En janvier, une large majorité d’entreprises, toutes tailles confondues, n’a pas été en mesure d’émettre des factures électroniques conformément aux nouvelles dispositions. Difficultés techniques, plateformes non totalement opérationnelles, manque de clarté dans les procédures, absence de tests grandeur nature et insuffisance de formation ont paralysé les services comptables et financiers. Résultat : des factures retardées, parfois bloquées, et des cycles de facturation interrompus.
Cette situation n’est pas sans conséquences sur les finances publiques. L’impossibilité pour de nombreuses entreprises de facturer normalement en janvier a mécaniquement repoussé la collecte de la TVA et des autres taxes liées aux transactions commerciales. Les premiers signaux laissent ainsi présager une baisse sensible des recettes fiscales attendues au mois de février, mois durant lequel sont généralement constatés les encaissements correspondant à l’activité de janvier.
Au-delà de l’impact conjoncturel, cette transition mal maîtrisée risque d’éroder la confiance des opérateurs économiques. Plusieurs entreprises se retrouvent dans une situation paradoxale : tenues par la loi de respecter la facturation électronique, mais privées des outils et de l’accompagnement nécessaires pour s’y conformer pleinement. Certaines ont même dû suspendre temporairement leur activité, avec des répercussions directes sur leur trésorerie et leurs engagements vis-à-vis de leurs clients et fournisseurs.

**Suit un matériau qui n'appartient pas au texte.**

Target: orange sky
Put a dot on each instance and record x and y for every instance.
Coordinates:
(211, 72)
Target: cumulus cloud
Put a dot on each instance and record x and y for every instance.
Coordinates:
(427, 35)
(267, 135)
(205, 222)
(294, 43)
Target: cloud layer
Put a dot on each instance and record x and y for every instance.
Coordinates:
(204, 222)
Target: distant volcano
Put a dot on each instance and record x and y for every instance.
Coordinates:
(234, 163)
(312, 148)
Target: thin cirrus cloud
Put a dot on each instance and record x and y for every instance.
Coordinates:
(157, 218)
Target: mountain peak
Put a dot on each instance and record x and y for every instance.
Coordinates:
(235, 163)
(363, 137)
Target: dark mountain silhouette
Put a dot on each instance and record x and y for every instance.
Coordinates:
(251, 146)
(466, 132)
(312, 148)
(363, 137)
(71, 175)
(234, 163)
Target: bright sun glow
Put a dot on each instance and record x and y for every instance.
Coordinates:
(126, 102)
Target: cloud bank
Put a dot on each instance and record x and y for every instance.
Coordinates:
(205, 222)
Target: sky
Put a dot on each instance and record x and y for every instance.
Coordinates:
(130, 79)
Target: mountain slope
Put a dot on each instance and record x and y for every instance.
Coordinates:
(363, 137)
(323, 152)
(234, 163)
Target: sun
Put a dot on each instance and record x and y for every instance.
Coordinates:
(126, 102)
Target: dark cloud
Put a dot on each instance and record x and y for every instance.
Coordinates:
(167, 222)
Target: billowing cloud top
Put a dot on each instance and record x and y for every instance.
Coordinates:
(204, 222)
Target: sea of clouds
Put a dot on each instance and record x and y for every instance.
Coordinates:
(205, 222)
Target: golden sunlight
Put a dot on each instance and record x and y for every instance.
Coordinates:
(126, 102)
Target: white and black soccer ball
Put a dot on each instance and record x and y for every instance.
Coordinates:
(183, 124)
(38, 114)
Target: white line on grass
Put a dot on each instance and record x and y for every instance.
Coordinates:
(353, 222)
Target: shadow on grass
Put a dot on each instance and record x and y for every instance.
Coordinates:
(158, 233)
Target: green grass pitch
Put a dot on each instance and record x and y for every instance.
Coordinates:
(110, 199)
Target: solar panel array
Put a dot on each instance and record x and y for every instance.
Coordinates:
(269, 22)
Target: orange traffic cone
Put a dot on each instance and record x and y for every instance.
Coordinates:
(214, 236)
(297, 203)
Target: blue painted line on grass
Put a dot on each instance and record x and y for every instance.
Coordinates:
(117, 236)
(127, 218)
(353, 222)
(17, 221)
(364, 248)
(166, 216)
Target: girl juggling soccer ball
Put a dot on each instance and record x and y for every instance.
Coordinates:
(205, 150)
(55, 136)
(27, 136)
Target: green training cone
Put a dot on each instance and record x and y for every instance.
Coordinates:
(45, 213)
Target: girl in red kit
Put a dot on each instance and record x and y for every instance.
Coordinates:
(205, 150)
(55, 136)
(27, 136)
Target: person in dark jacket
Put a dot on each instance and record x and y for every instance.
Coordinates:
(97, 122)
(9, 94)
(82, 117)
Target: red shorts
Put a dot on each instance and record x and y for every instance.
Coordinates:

Il apparaît aujourd’hui indispensable de procéder à des ajustements rapides. Une période transitoire plus souple, un accompagnement technique renforcé, une communication plus claire et une tolérance administrative ciblée permettraient de sécuriser la réforme sans pénaliser l’activité économique ni compromettre les recettes de l’État.
La facturation électronique demeure un levier essentiel de modernisation et de transparence. Encore faut-il que sa mise en œuvre soit progressive, pragmatique et alignée sur les capacités réelles des entreprises. À défaut, une réforme pensée pour améliorer le rendement fiscal pourrait, à court terme, produire l’effet inverse.